How Kiwi News Protocol works

This document is a guide to understanding the Kiwi News Protocol.

Overview

Kiwi News is built on an open, permissionless and decentralized peer to peer protocol which facilitates:

  • asynchronously verifiable distribution of all user-generated content using a Patricia Merkle trie.

  • an NFT-based, sybil-resistant mechanism to let Ethereum addresses post and upvote content in the name of their ENS domain.

Decentralizing content using a PMT

Kiwi creates a total order over all user-generated messages. It sorts these messages into a Merkle Patricia trie. The trie’s root is then gossiped to a p2p mesh network where two nodes with different root hashes start a synchronization process.

NFT-based sybil-resistance

Kiwi News Protocol implements sybil-resistance by causing costs during a user’s sign-up. Technically, any user can send signed EIP-712 messages to a Kiwi node, however, all messages are signed and a node will only consider messages valid where the message’s signer is an Ethereum address who had previously minted the “Hyperkiwification” NFT at oeth:0x66747bdC903d17C586fA09eE5D6b54CC85bBEA45.

Introducing Set Reconciliation

In a peer to peer network, libraries like ChainSafe’s js-libp2p-gossipsub make it trivial to create a mesh network of nodes and share messages in a publish and subscribe pattern.

So, assuming all nodes have perfect internet connections, using such library we could effortlessly create a peer to peer network where all nodes stay “live” by subscribing to a topic and by adding all messages in order to their database.

And in this “perfect internet connection” scenario, where every node has a perfectly-ordered stream of incoming messages, we would hence assume that all nodes are always reaching the same state.

However, the reality is far from this with nodes regularly losing internet connections, crashing due to bugs and so on.

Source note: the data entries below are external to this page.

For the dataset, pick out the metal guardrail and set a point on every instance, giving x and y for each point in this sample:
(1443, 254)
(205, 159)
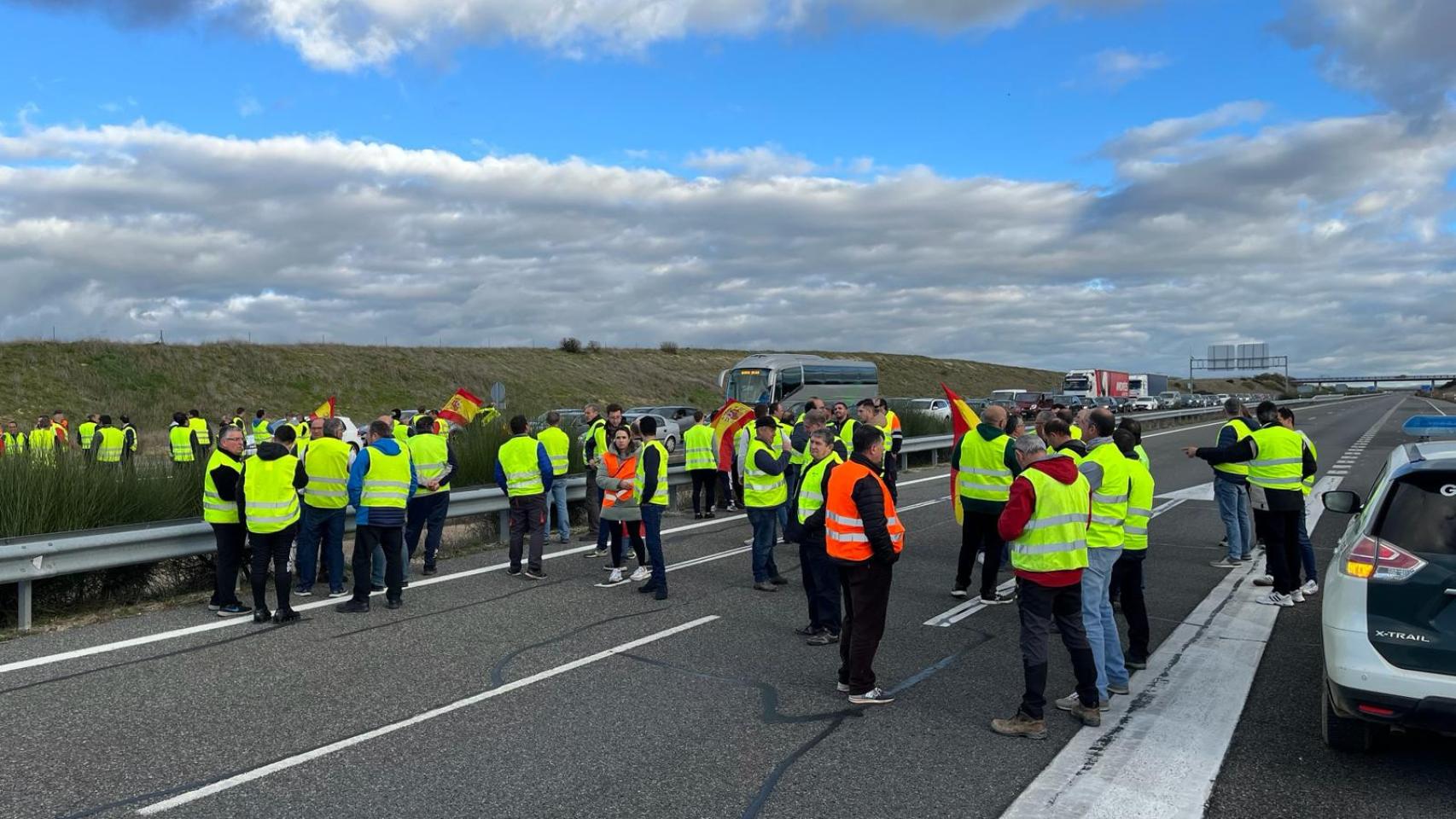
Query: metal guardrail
(25, 561)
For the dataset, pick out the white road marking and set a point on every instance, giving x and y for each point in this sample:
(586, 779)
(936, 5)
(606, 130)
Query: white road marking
(488, 694)
(1162, 755)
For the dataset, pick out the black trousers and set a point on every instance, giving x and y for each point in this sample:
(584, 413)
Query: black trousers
(389, 538)
(1280, 536)
(276, 547)
(1039, 607)
(1127, 573)
(820, 577)
(703, 480)
(979, 532)
(866, 598)
(230, 538)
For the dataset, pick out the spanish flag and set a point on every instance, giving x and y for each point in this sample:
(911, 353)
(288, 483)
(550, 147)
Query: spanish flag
(961, 422)
(462, 408)
(727, 422)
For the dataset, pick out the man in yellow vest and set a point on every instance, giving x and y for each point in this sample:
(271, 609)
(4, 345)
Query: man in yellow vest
(381, 480)
(820, 573)
(1127, 573)
(220, 485)
(1278, 463)
(108, 444)
(1045, 523)
(651, 491)
(200, 428)
(325, 505)
(525, 474)
(701, 464)
(985, 463)
(434, 463)
(268, 501)
(14, 441)
(558, 447)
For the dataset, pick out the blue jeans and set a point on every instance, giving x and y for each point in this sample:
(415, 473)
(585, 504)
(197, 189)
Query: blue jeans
(1307, 550)
(1233, 511)
(653, 523)
(556, 499)
(765, 521)
(1097, 619)
(321, 527)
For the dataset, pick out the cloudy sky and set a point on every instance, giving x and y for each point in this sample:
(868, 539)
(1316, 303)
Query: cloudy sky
(1062, 183)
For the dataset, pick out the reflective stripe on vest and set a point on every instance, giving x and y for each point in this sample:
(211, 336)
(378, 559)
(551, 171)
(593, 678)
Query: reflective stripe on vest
(1109, 501)
(431, 456)
(639, 482)
(760, 489)
(1280, 460)
(204, 435)
(558, 449)
(699, 441)
(216, 509)
(270, 499)
(111, 445)
(981, 472)
(812, 498)
(1243, 431)
(181, 439)
(519, 462)
(845, 536)
(386, 482)
(1139, 505)
(1054, 538)
(328, 466)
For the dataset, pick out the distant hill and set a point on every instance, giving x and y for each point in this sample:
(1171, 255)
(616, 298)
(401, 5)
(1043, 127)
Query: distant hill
(150, 381)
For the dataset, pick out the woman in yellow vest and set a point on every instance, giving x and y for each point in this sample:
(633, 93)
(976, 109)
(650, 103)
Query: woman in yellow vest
(616, 478)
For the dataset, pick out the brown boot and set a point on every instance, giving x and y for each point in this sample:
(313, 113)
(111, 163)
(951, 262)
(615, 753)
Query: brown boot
(1021, 725)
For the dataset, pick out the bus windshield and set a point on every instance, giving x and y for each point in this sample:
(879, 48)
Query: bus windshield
(748, 386)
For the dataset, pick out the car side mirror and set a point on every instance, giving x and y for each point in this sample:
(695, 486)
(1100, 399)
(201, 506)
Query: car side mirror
(1342, 502)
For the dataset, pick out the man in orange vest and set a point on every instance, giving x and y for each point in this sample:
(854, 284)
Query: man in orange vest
(864, 536)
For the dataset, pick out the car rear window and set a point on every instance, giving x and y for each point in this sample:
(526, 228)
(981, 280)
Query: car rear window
(1420, 513)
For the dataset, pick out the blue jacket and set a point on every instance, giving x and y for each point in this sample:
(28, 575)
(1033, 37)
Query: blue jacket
(542, 463)
(377, 515)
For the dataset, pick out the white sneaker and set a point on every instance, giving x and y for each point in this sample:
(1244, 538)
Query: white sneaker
(1274, 598)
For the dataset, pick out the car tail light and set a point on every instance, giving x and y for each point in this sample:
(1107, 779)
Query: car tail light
(1395, 563)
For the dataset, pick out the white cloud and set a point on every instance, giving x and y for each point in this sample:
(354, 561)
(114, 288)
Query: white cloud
(1400, 51)
(347, 37)
(1325, 239)
(1115, 67)
(763, 160)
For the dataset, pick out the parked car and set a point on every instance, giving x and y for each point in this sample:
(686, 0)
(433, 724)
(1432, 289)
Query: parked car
(667, 431)
(1389, 637)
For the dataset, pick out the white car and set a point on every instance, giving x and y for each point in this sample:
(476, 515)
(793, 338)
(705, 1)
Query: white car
(1389, 608)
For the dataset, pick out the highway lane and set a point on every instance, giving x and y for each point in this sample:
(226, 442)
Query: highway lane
(732, 717)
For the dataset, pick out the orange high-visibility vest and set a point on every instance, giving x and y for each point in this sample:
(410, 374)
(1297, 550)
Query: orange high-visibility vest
(843, 528)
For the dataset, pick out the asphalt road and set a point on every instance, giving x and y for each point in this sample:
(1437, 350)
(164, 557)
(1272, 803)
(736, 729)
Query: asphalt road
(492, 695)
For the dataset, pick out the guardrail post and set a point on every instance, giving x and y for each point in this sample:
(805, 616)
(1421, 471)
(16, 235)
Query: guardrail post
(24, 606)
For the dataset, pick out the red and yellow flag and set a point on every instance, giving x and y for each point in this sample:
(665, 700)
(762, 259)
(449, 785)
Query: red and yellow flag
(727, 422)
(961, 422)
(462, 408)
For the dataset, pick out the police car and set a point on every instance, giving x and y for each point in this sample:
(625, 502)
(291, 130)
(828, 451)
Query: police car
(1389, 607)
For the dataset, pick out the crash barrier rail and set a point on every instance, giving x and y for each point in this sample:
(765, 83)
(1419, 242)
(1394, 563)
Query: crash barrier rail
(37, 557)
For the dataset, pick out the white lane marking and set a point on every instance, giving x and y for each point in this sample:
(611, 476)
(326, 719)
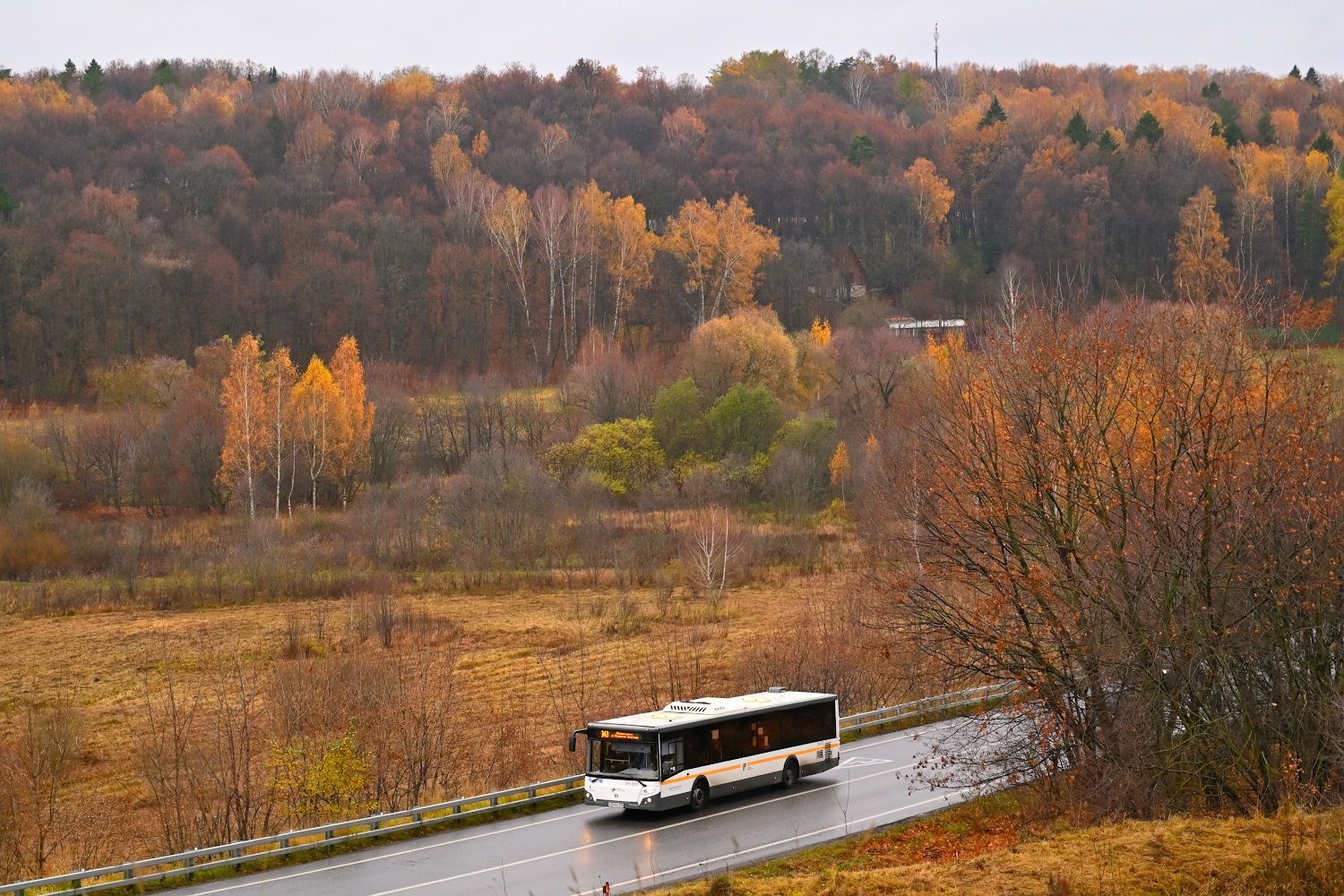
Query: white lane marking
(859, 762)
(655, 874)
(354, 863)
(616, 840)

Hence, while we can leverage the above-mentioned gossip subscription mechanism to keep nodes synchronized - when something goes wrong, we want to fall back on a strategy that allows offline nodes to catch up.

Consider the situation depicted in Figure 1, step 1. “Node A” (blue) has transitioned from state: 0 to state: 1 and is now broadcasting the transition as a message (blue envelope) to all other nodes.

_images/network-message-0.svg

Figure 1

But, as we can see in step 2, “Node B” is currently offline and so it will not transition to state: 1, while all other nodes do. For the network, and “Node B” this starts to become a problem as past messages aren’t rebroadcast and since it can therefore not catch up to its peers.

_images/network-message-1.svg

Figure 2

Figure 2 shows this problematic. “Node A” does a transition from state: 1 to state: 2, and in step 3, again sends out a transition message (pink envelope). But this time (step 4), while “Node B” can receive the message now (has come back online), it cannot transition directly from state: 0 to state: 2 as state: 1 is missing.

That’s why we don’t consider just broadcasting messages a sufficient strategy for building a peer-to-peer network keeping data available.

For example, crypto currencies, for that reason, all implement a widely-used mechanism to synchronize nodes back to the current state when having been offline. We refer to this algorithm as “set reconciliation.” We’re introducing it here as Kiwi News Protocol integrates one using a Merkle Patricia Tree.

However, for the sake of explaining it, we’ll now first run through a set reconciliation using a bitmap for keeping track of messages. In a following section, we’ll then explain set reconciliation using Merkle trees.

A Naive Set Reconciliation algorithm

First, consider that there is a fixed-length set of messages and a hash function that we’re using to determine the identity of each message (Figure 2), where, for example:

  • hash("A") == 0x0

  • hash("B") == 0x1

and so on.

_images/set-recon-hash.svg

Figure 2

Hence, a set consists of messages “A”, “B”, … “F” and their hexa-decimal identities 0x0, 0x1, … 0x5. For the sake of demonstration, we assume that there cannot be any other identities or messages.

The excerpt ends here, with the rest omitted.